Turkey's progress towards accession
Delivered in Plenary - 26th September 2006
The stated EU position and that of my party is to support Turkish EU membership. But nevertheless, no one can under-estimate the challenges it poses in terms of Turkey’s absorption into the EU, with its very large population and hence the political influence it will gain by joining the EU, its relative poverty and therefore demands on the structural funds, as well as its distinct and separate cultural and religious identity.

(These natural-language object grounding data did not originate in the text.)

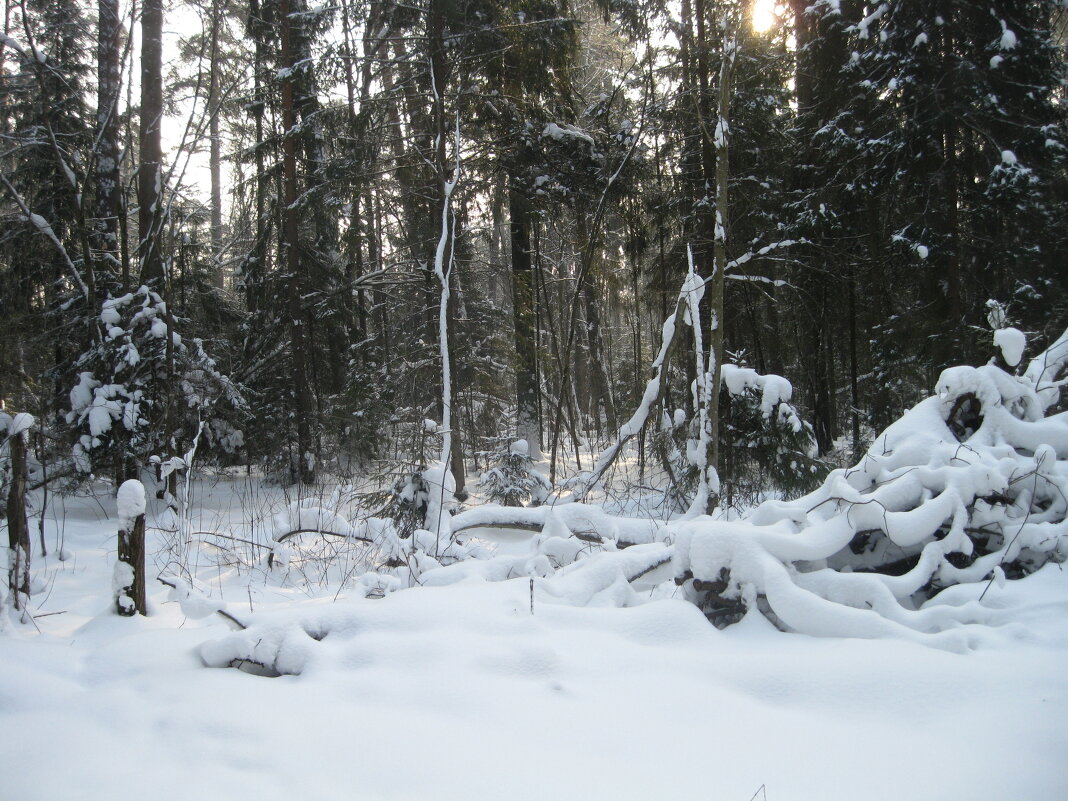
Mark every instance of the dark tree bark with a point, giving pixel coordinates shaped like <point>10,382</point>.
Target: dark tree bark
<point>303,409</point>
<point>130,598</point>
<point>150,191</point>
<point>108,177</point>
<point>18,530</point>
<point>528,423</point>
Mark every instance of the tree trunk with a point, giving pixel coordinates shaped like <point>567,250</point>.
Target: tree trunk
<point>108,177</point>
<point>528,424</point>
<point>304,469</point>
<point>151,169</point>
<point>215,150</point>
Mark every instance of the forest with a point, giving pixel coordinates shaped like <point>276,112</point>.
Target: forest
<point>320,324</point>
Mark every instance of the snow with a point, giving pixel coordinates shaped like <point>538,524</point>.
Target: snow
<point>129,502</point>
<point>554,130</point>
<point>1008,40</point>
<point>460,693</point>
<point>1012,343</point>
<point>19,424</point>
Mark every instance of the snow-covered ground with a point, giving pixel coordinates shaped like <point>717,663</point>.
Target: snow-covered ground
<point>461,692</point>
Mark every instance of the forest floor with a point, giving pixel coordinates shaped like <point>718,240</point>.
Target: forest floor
<point>462,692</point>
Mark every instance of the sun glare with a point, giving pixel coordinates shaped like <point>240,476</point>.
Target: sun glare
<point>764,15</point>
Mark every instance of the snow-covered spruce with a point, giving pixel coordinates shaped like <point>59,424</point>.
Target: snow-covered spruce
<point>512,478</point>
<point>968,487</point>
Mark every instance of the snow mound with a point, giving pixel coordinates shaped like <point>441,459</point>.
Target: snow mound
<point>967,488</point>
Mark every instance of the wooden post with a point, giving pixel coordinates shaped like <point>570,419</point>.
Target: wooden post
<point>18,531</point>
<point>128,582</point>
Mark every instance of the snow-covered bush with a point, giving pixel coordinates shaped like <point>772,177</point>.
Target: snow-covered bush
<point>512,478</point>
<point>968,487</point>
<point>119,398</point>
<point>765,445</point>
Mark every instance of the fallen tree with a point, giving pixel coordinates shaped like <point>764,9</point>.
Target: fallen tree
<point>969,487</point>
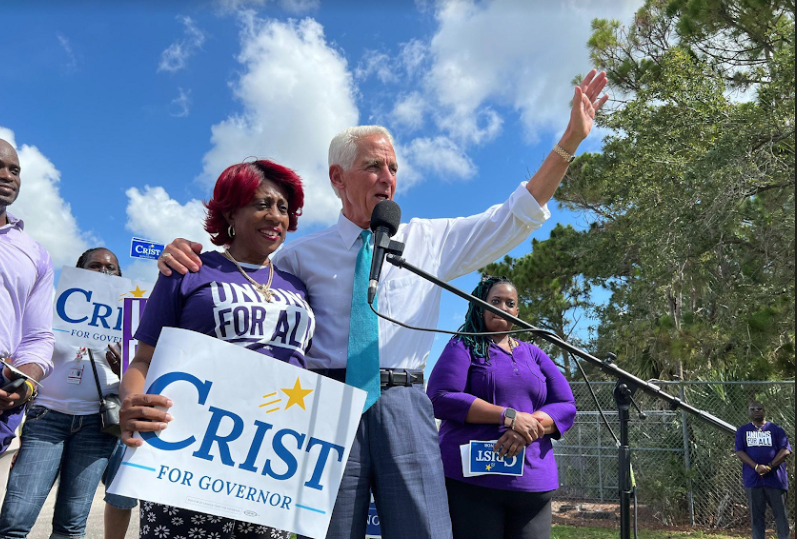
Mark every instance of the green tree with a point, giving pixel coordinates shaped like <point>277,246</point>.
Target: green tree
<point>692,195</point>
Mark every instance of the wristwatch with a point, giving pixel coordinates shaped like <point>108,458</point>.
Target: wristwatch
<point>510,415</point>
<point>564,154</point>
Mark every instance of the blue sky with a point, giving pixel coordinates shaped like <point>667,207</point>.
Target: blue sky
<point>124,113</point>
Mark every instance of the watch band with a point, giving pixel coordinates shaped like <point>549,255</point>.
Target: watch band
<point>511,415</point>
<point>564,154</point>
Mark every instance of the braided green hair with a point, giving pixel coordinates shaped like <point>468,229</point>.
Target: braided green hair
<point>479,346</point>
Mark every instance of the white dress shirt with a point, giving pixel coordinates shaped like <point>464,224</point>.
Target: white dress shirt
<point>446,248</point>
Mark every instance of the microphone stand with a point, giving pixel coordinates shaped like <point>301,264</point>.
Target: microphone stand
<point>627,385</point>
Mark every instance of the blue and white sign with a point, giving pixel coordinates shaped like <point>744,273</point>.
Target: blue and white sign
<point>140,248</point>
<point>252,438</point>
<point>478,458</point>
<point>88,306</point>
<point>373,530</point>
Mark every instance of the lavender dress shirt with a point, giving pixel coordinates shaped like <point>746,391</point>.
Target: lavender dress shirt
<point>527,381</point>
<point>26,309</point>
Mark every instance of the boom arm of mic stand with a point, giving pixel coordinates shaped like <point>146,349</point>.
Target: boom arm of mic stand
<point>609,369</point>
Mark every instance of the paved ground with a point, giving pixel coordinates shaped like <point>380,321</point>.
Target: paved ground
<point>95,528</point>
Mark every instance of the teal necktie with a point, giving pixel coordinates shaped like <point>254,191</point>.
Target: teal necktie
<point>362,366</point>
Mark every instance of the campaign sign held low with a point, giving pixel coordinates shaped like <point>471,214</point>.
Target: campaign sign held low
<point>252,438</point>
<point>140,248</point>
<point>88,306</point>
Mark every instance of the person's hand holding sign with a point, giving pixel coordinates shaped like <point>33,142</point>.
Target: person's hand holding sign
<point>140,412</point>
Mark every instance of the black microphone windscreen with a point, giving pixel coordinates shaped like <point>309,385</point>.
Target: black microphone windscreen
<point>387,214</point>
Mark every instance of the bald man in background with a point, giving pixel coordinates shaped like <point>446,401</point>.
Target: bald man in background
<point>26,304</point>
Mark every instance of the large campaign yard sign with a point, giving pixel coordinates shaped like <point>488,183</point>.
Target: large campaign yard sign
<point>252,438</point>
<point>88,306</point>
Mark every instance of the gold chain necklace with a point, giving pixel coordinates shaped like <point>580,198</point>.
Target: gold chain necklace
<point>512,346</point>
<point>264,289</point>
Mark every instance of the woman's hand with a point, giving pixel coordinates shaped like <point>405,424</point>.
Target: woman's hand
<point>528,426</point>
<point>180,255</point>
<point>114,357</point>
<point>139,414</point>
<point>587,101</point>
<point>509,444</point>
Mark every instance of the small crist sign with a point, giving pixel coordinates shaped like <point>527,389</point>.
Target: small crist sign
<point>141,248</point>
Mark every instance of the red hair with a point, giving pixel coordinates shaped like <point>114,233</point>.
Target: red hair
<point>236,187</point>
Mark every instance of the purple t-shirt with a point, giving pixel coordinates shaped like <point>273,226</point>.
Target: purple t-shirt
<point>218,301</point>
<point>527,381</point>
<point>761,445</point>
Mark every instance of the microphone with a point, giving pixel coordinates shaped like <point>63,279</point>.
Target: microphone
<point>384,223</point>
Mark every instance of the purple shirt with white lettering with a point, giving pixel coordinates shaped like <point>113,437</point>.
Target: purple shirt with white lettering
<point>527,381</point>
<point>761,445</point>
<point>220,302</point>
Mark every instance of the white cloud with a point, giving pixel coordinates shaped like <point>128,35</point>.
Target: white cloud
<point>182,104</point>
<point>154,215</point>
<point>176,55</point>
<point>291,6</point>
<point>441,156</point>
<point>515,53</point>
<point>48,218</point>
<point>297,93</point>
<point>71,64</point>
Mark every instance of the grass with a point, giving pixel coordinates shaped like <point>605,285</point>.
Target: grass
<point>572,532</point>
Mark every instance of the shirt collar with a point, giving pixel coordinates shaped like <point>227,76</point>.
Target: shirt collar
<point>349,232</point>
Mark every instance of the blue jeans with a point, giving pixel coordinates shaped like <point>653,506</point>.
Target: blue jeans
<point>757,499</point>
<point>55,445</point>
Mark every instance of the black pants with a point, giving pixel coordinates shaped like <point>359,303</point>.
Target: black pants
<point>480,512</point>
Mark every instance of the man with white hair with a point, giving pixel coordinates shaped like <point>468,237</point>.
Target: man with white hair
<point>26,307</point>
<point>395,452</point>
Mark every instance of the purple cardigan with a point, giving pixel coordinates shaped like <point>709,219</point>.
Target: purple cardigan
<point>529,382</point>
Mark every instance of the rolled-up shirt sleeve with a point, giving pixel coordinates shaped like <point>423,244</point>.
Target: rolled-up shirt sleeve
<point>36,345</point>
<point>466,244</point>
<point>560,404</point>
<point>447,384</point>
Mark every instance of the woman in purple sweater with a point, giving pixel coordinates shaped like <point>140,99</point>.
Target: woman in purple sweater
<point>498,388</point>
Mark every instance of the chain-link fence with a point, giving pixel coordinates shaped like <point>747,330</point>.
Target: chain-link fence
<point>686,470</point>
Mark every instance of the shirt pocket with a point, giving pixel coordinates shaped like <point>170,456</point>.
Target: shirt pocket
<point>395,300</point>
<point>538,388</point>
<point>481,379</point>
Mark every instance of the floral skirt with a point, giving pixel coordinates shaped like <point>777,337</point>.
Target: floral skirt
<point>167,522</point>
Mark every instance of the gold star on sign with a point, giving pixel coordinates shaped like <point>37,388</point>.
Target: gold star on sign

Given the current discussion on large-scale immigration, and in particular the challenges faced by integrating the existing Muslim minorities in our countries, a major concern inevitably will be unrestricted freedom of movement of Turkish workers. Turkey’s membership of the Organization of the Islamic Conference countries will certainly complicate the CFSP. Recent Marshall Fund of Germany polls in Turkey have shown it to be the most anti-American and anti-Israeli country amongst EU and candidate countries; but more worrying in my view is large Turkish support for theocratic Iran.
Turkey will of course have to abide by all the economic, political and human rights clauses of the Copenhagen criteria before joining, and there are clear examples of continuing discrimination against Christian minority rights, including the Greek Orthodox and Syriacs, and ongoing impediments to free speech, such as Article 301 of the Penal Code prohibiting insulting Turkishness.
In my view, failure by Turkey to come to terms with its past, including the 1915 Armenian genocide and the blockade of the Republic of Armenia, is deeply regrettable. But non-recognition of the Republic of Cyprus, where Turkey continues to station troops since the 1974 invasion, and the failure to implement the Ankara Agreement on the enlarged customs union to allow Cypriot ships to dock at Turkish ports, is currently a critical issue before the European Union. Neither is it true that torture has completely stopped, in spite of it being banned by the State; it is still allegedly being used against Kurdish insurgents, and we have heard about that from Mrs Flautre. We can therefore be sure that EU accession negotiations will be very lengthy, and I for one fully support the Eurlings report.